Israel Added to UN Sexual Violence Blacklist; Tel Aviv Cuts Guterres Ties
The United Nations has formally added Israel to its annual list of parties credibly suspected of committing conflict-related sexual violence, a designation that carries significant diplomatic and institutional weight. The move has drawn immediate reaction from Tel Aviv, which has severed its ties with UN Secretary-General António Guterres in protest — an escalatory rupture in Israel's already strained relationship with the global body.
The Council on American-Islamic Relations, known as CAIR, has hailed the UN's decision as a landmark step toward accountability, describing it as a long-overdue recognition of documented patterns of abuse. The listing is produced annually by the UN Secretary-General's Special Representative on Sexual Violence in Conflict and is based on evidence gathered by UN monitoring mechanisms.
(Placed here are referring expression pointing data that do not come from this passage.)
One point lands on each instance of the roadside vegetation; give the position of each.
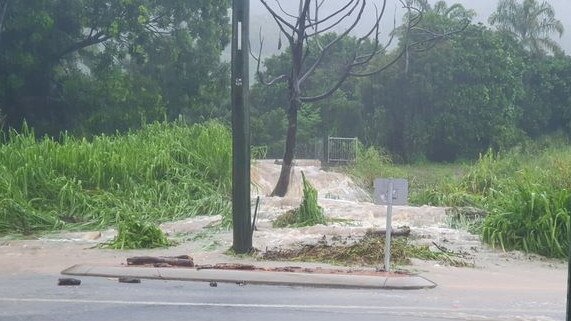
(159, 173)
(368, 251)
(307, 214)
(525, 194)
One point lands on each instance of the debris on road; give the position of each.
(129, 280)
(162, 261)
(68, 282)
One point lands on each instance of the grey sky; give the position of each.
(482, 7)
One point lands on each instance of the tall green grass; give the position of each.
(527, 197)
(526, 192)
(163, 172)
(308, 213)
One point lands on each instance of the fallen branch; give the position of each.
(181, 260)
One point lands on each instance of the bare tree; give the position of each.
(304, 27)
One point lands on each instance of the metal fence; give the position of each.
(341, 150)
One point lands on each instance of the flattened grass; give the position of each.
(165, 171)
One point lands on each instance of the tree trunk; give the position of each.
(285, 174)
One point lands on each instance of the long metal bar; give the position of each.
(241, 213)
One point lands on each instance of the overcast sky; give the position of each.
(482, 7)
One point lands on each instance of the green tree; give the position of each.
(546, 106)
(530, 22)
(46, 45)
(299, 29)
(455, 101)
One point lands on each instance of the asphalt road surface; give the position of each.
(37, 297)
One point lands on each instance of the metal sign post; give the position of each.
(241, 214)
(390, 192)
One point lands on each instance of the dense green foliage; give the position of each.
(92, 66)
(133, 233)
(531, 22)
(528, 198)
(478, 89)
(162, 172)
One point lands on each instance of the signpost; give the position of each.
(241, 215)
(390, 192)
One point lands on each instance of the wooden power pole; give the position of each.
(241, 215)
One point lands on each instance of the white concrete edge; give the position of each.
(255, 277)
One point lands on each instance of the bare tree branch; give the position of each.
(330, 45)
(258, 59)
(279, 20)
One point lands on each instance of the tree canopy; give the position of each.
(531, 22)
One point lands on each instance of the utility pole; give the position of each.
(241, 215)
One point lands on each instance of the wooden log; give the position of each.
(402, 231)
(181, 260)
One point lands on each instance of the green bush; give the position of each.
(309, 212)
(527, 198)
(132, 233)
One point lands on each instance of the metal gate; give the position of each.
(341, 150)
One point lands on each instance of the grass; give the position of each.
(372, 163)
(525, 192)
(132, 233)
(309, 212)
(166, 171)
(368, 251)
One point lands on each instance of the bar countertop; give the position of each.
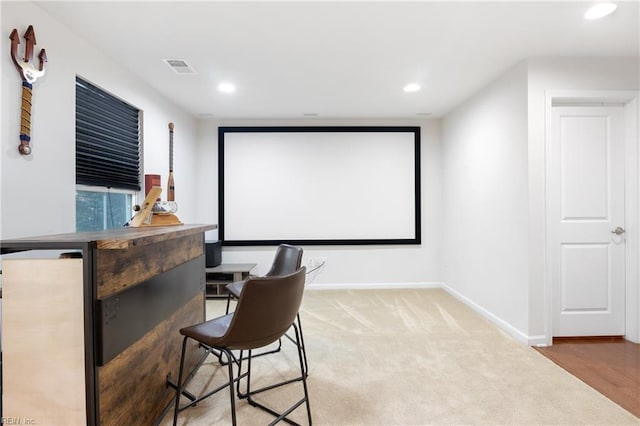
(122, 238)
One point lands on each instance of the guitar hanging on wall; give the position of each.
(29, 75)
(159, 213)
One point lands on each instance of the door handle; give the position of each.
(618, 231)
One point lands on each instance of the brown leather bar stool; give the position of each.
(266, 309)
(287, 259)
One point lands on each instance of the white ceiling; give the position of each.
(338, 59)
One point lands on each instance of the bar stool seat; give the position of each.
(266, 310)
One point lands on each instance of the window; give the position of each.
(98, 209)
(107, 158)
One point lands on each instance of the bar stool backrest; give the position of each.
(267, 307)
(287, 260)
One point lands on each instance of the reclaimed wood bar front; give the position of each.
(94, 339)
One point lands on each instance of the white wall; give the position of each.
(38, 191)
(484, 178)
(553, 74)
(355, 265)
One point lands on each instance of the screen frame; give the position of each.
(415, 130)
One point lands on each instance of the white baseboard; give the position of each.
(371, 286)
(503, 325)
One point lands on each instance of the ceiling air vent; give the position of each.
(179, 66)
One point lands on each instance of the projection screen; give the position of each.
(319, 185)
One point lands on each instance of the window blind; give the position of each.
(107, 139)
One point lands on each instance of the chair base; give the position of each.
(231, 359)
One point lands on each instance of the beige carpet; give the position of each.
(409, 357)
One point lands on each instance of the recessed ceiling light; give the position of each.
(411, 87)
(226, 87)
(600, 10)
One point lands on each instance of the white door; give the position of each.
(586, 166)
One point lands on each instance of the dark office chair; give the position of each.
(287, 259)
(266, 309)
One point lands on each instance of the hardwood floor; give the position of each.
(611, 365)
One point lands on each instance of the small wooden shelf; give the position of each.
(219, 276)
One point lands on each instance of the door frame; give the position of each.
(629, 100)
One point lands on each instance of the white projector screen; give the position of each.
(319, 185)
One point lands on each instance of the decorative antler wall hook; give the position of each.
(29, 75)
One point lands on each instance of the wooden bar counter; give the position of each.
(93, 339)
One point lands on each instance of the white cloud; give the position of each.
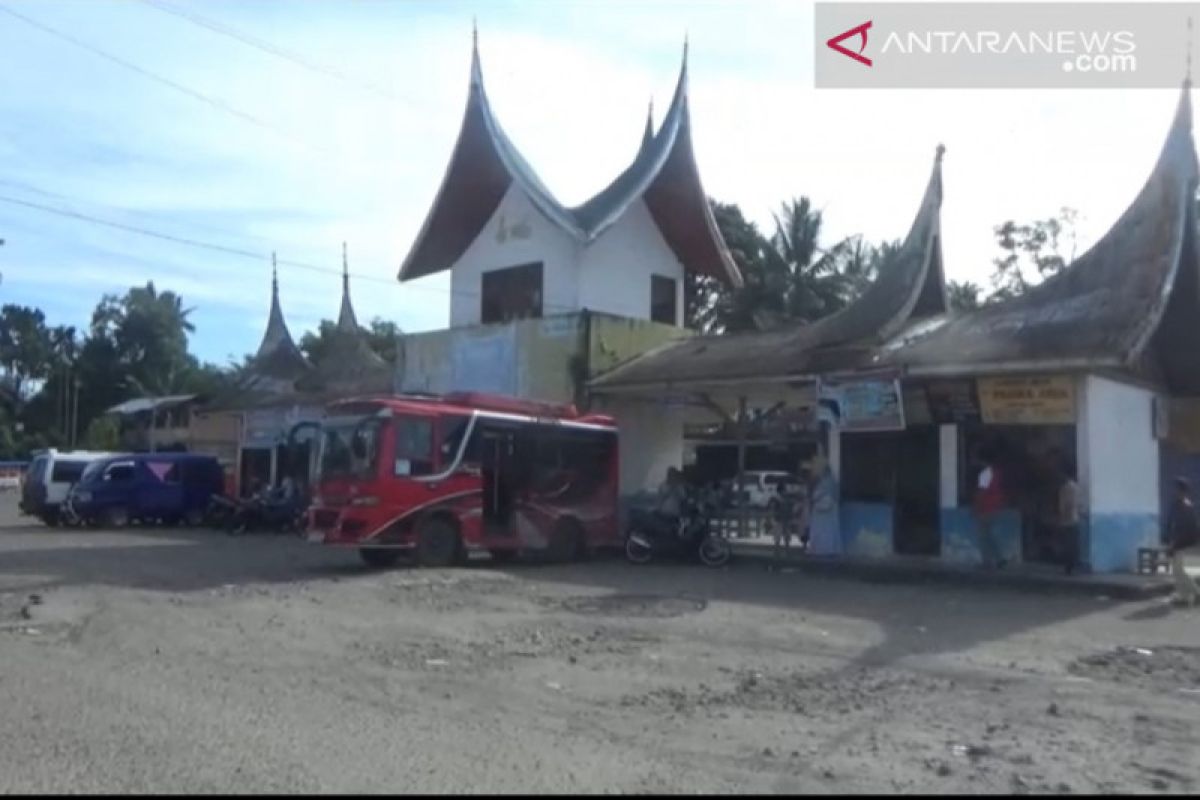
(569, 82)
Israel's decision to cut formal ties with Guterres represents one of the most dramatic institutional ruptures between Tel Aviv and UN leadership in recent history. The move will complicate coordination on humanitarian access, ceasefire monitoring, and any future mediation efforts in the region, and is likely to further polarise international debate over the conduct of military operations in Gaza.
The development is expected to intensify calls from Muslim-majority states and advocacy organisations for stronger accountability mechanisms at the UN Security Council level, where Israel's principal ally the United States retains veto power over binding resolutions.